Angreni mendesah, tapi kemudian, wajahnya mendadak semringah saat sosok Dharmaja datang dari kejauhan. Ia pun bergegas menghampiri lelaki itu.

"Kau sudah bangun rupanya. Kau mau membersihkan diri dulu atau langsung ikut aku ke pasar?" Dharmaja yang baru kembali dari ladang bertanya. Di belakangnya, kuda kesayangannya meringkik dengan hasil bumi dan binatang buruan terikat di punggungnya.

"Aku sudah membersihkan diri sebelum kau pulang. Ada yang bisa kubantu?"

Dharmaja terkekeh. Tanpa aba-aba langsung mengangkat tubuh kecil Angreni dan meletakkannya di atas kuda. "Kau cukup diam saja dan temani aku berjualan."

 

Di perjalanan menuju pasar, Angreni tak lelah menatap punggung Dharmaja yang tegap dan kekar. Lelaki itu begitu berwibawa. Bila lelaki itu mengaku sebagai pangeran pun semua orang pasti akan percaya tanpa ragu.

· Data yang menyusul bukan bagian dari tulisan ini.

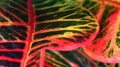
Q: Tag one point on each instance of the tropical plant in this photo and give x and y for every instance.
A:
(59, 33)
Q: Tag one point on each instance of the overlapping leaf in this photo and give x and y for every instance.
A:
(26, 27)
(106, 46)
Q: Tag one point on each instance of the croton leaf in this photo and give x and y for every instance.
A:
(29, 27)
(106, 46)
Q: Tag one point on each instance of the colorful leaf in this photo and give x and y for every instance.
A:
(29, 27)
(106, 46)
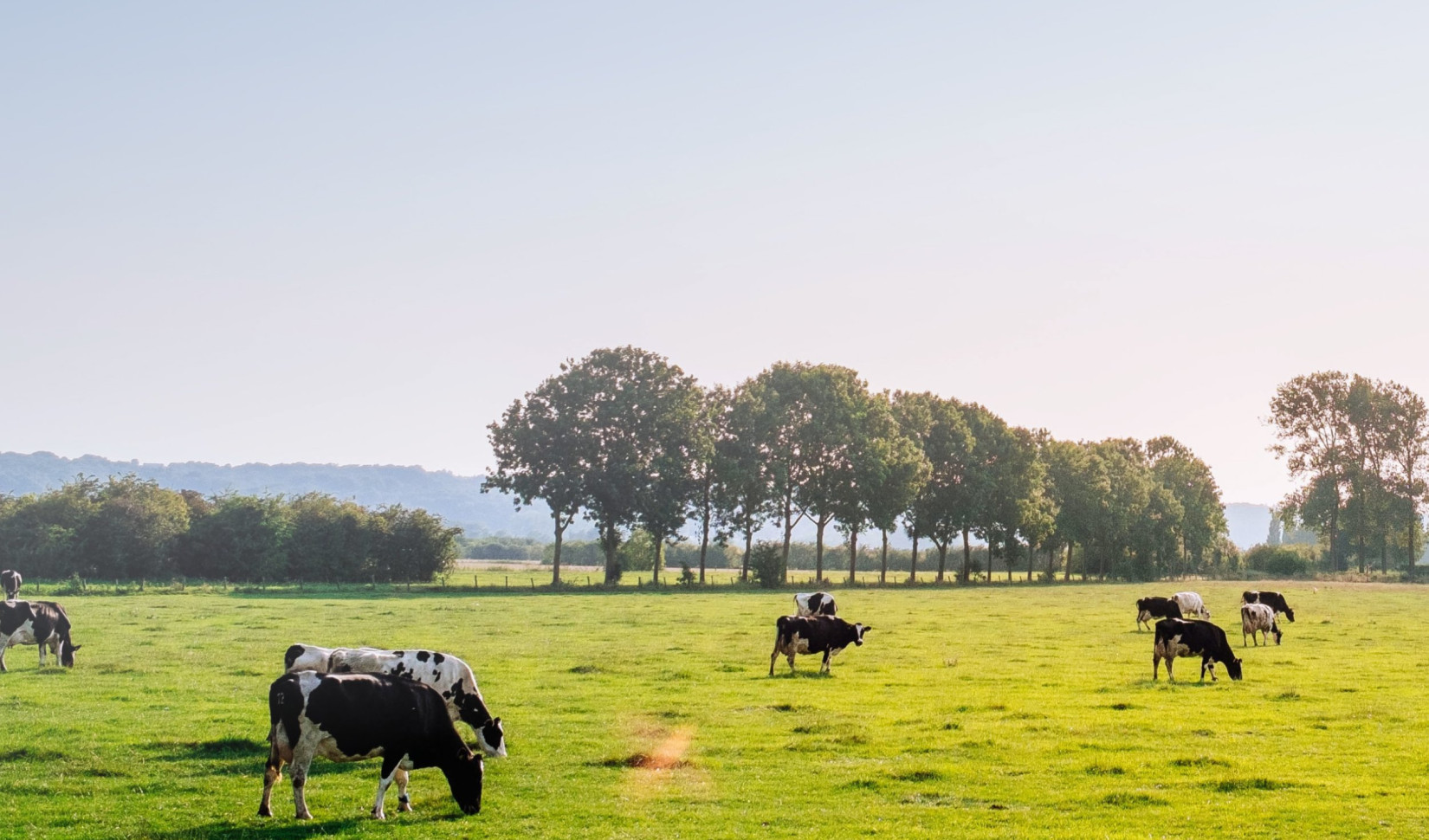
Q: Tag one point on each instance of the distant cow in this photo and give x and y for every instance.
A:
(815, 603)
(42, 624)
(349, 717)
(1180, 637)
(1271, 599)
(824, 635)
(448, 675)
(1155, 607)
(1258, 619)
(1191, 604)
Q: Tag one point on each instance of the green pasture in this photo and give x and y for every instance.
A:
(982, 712)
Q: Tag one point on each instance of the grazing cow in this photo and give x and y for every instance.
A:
(1155, 607)
(824, 635)
(349, 717)
(1271, 599)
(1180, 637)
(42, 624)
(443, 672)
(1258, 617)
(1191, 604)
(815, 603)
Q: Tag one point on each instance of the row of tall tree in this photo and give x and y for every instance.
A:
(1359, 450)
(126, 527)
(629, 440)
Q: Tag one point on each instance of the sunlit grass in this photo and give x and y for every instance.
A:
(987, 712)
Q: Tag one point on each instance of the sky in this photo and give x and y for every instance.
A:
(356, 232)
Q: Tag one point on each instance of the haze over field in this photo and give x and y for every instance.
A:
(306, 235)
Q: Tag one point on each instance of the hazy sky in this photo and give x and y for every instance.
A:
(355, 232)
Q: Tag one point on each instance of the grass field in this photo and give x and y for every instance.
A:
(984, 712)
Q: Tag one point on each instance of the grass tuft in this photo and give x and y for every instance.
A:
(1199, 762)
(1238, 785)
(1132, 798)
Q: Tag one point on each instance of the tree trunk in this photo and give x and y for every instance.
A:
(749, 543)
(705, 532)
(611, 542)
(818, 554)
(555, 563)
(853, 554)
(789, 526)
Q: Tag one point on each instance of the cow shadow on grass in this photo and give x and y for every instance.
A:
(786, 675)
(266, 829)
(239, 753)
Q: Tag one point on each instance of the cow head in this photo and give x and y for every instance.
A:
(492, 738)
(465, 778)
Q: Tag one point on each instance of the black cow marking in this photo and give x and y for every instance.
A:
(1271, 599)
(824, 635)
(42, 624)
(349, 717)
(1155, 607)
(1180, 637)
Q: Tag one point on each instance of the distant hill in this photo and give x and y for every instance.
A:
(457, 499)
(1249, 523)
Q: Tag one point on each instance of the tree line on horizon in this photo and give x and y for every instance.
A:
(1359, 449)
(127, 527)
(630, 442)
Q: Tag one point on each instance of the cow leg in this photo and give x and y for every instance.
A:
(272, 774)
(389, 773)
(404, 803)
(301, 762)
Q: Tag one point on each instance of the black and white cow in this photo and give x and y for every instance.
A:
(815, 603)
(349, 717)
(824, 635)
(1258, 619)
(1180, 637)
(42, 624)
(448, 675)
(1271, 599)
(1191, 604)
(1155, 607)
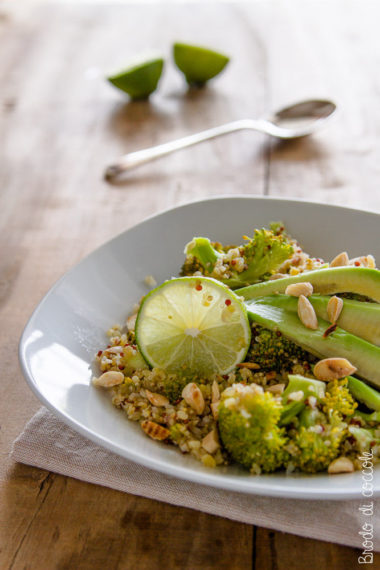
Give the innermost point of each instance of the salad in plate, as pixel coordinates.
(258, 354)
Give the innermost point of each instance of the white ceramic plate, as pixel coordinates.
(68, 326)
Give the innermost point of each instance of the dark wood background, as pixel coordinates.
(61, 123)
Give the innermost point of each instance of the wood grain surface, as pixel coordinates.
(60, 125)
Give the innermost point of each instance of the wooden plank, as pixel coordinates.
(60, 124)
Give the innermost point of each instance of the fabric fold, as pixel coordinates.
(48, 443)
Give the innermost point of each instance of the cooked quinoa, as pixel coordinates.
(158, 401)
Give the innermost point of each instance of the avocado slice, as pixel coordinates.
(357, 317)
(359, 280)
(362, 354)
(364, 393)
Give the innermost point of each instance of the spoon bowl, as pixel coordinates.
(294, 121)
(303, 117)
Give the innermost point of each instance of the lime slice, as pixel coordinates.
(194, 326)
(140, 79)
(198, 64)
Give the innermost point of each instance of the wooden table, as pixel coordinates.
(61, 123)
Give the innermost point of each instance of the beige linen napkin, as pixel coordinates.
(48, 443)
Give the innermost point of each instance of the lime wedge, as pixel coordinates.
(139, 80)
(198, 64)
(194, 326)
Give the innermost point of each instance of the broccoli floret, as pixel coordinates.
(338, 399)
(256, 260)
(173, 386)
(318, 445)
(249, 430)
(272, 351)
(309, 387)
(320, 431)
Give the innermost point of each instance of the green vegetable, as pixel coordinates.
(365, 438)
(362, 354)
(360, 280)
(262, 256)
(363, 393)
(271, 350)
(248, 427)
(309, 387)
(357, 317)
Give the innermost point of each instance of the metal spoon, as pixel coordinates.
(295, 121)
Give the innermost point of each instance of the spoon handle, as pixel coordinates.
(139, 157)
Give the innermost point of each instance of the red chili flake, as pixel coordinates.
(355, 422)
(329, 330)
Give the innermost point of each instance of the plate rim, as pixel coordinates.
(184, 473)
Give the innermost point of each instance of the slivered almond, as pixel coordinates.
(194, 397)
(250, 365)
(333, 368)
(156, 399)
(341, 465)
(211, 441)
(109, 379)
(276, 388)
(340, 260)
(364, 261)
(297, 289)
(155, 431)
(334, 308)
(306, 313)
(215, 392)
(215, 410)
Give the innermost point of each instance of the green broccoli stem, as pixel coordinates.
(289, 412)
(368, 418)
(364, 437)
(202, 250)
(309, 387)
(364, 393)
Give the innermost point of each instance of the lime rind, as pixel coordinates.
(185, 326)
(140, 79)
(198, 64)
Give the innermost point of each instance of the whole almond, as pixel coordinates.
(341, 465)
(194, 397)
(297, 289)
(215, 392)
(334, 308)
(109, 379)
(340, 260)
(333, 368)
(155, 431)
(306, 313)
(211, 441)
(156, 399)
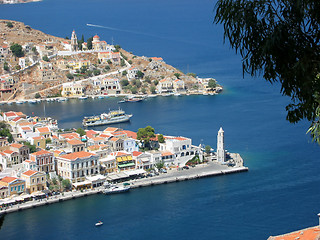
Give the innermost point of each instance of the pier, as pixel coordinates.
(209, 169)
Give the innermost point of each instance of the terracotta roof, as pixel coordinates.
(75, 142)
(29, 172)
(76, 155)
(114, 139)
(8, 179)
(43, 129)
(119, 154)
(180, 138)
(8, 151)
(10, 114)
(41, 152)
(38, 138)
(135, 153)
(312, 233)
(110, 129)
(166, 154)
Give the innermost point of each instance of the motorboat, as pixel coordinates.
(112, 117)
(111, 189)
(99, 224)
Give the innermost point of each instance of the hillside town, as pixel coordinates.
(37, 65)
(38, 159)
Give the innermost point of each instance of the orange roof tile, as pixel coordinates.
(16, 145)
(41, 152)
(312, 233)
(30, 172)
(8, 179)
(135, 153)
(166, 154)
(131, 134)
(110, 129)
(43, 129)
(75, 142)
(76, 155)
(114, 139)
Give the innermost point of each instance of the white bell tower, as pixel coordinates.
(221, 153)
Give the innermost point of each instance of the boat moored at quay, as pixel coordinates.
(114, 116)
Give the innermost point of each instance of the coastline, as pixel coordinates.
(210, 169)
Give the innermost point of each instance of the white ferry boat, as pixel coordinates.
(115, 116)
(115, 189)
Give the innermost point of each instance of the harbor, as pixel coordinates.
(210, 169)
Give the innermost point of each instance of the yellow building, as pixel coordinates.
(35, 181)
(72, 90)
(14, 185)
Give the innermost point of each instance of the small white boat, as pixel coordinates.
(99, 224)
(115, 189)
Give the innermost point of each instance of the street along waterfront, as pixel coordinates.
(276, 196)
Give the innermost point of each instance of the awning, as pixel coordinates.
(79, 184)
(126, 165)
(135, 172)
(97, 178)
(116, 176)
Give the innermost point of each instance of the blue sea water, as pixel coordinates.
(280, 193)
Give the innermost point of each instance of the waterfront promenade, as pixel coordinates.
(209, 169)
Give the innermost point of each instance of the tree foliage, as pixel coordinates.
(81, 131)
(5, 132)
(16, 49)
(279, 39)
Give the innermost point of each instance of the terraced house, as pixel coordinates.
(77, 166)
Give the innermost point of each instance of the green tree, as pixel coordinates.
(9, 25)
(161, 138)
(153, 89)
(122, 63)
(16, 49)
(66, 184)
(89, 43)
(144, 134)
(177, 75)
(140, 74)
(81, 132)
(5, 66)
(207, 149)
(96, 72)
(192, 75)
(124, 82)
(159, 165)
(31, 147)
(212, 83)
(134, 90)
(45, 58)
(69, 76)
(280, 40)
(117, 48)
(5, 132)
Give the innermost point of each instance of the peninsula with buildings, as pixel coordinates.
(37, 65)
(39, 161)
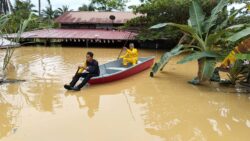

Dia jadi teringat suatu malam tanpa sengaja melihat Dharmaja sibuk membaca dan menulis di atas lontar. Ia tak tahu isi lontar itu karena dia buta huruf, tapi karena hal tersebut dirinya meyakini bahwa Dharmaja bukanlah orang biasa. Akan tetapi, di balik itu semua, ada satu pertanyaan besar yang terus bergelayut di pikirannya; mengapa lelaki itu malah memilih untuk hidup bersamanya? Ia bukan siapa-siapa.